Der junge Fürst hatte gerade seine Augen auf die Spitze des schlanken Turmes seines Jagdschlosses gerichtet gehabt und dabei an die Unbekannte gedacht, mit der er heute ein paar selten genußreiche Stunden in anregender Unterhaltung verbracht hatte.

Jetzt senkte er langsam den nach hinten übergebeugten Kopf und erwiderte förmlich:

„Schade, daß es nicht mit zu den Privilegien regierender Fürsten gehört, sich wie andere Sterbliche ihren wechselnden Stimmungen auch hingeben zu dürfen. Anscheinend habe ich die schwere Kunst noch immer nicht gelernt, stets gleichbleibend den äußeren und inneren Einflüssen in keiner Weise Zugänglichen zu spielen.“

Fürstin Helene wußte nicht recht, was sie ihrerseits auf diese von Bitterkeit und Auflehnung gegen jeden Zwang zeugende Bemerkung antworten sollte. Jedenfalls kam es ihr außerordentlich gelegen, daß gerade in diesem Augenblick sich ihrem Tischchen Graf Palwitz näherte, der dann von Borwin einige ergänzende Anweisungen für die Rückkehr nach dem Residenzschloß, die am Abend stattfinden sollte, erbat.

 

4. Kapitel.

Die Villa des Geheimen Kommerzienrates von Sinßberg lag außerhalb der Stadt Haldenburg auf einem Hügel inmitten eines großen, in Terrassen nach den bewaldeten Anhöhen zu ansteigenden, prachtvollen Parkes.

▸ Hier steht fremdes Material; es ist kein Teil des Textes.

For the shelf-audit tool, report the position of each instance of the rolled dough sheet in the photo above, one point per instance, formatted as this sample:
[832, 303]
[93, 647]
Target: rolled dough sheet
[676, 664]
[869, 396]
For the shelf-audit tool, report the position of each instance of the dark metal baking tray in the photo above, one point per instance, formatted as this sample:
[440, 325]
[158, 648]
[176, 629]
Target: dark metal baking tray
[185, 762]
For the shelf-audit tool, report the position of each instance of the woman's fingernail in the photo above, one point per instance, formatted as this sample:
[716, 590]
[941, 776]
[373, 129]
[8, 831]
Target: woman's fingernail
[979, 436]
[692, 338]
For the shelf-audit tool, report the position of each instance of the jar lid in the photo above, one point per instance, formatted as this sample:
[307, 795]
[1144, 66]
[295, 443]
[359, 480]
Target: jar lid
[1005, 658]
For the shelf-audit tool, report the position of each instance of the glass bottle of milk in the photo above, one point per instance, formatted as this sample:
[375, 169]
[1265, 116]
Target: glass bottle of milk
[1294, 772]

Die Sinßbergschen Farbwerke, die sich nicht weit von dem Heim ihres Besitzers wie eine kleine Stadt mit zahlreichen Gebäuden jeder Größe und hochragenden Essen aus den sie umgebenden Getreidefeldern erhoben, genossen einen Weltruf. Das Vermögen des alten Sinßberg, der nur ein einziges Kind besaß, schätzten Eingeweihte auf zahlreiche Millionen, – man sprach von zwanzig und mehr. Jedenfalls war er der reichste Mann des Fürstentums, dabei ein Wohltäter der Armen und für sich selbst so anspruchslos, daß böse Zungen behaupteten, er sei in Wahrheit eine Geizhals, der die hohen Summen für mildtätige Zwecke nur deswegen spende, um von sich reden zu machen.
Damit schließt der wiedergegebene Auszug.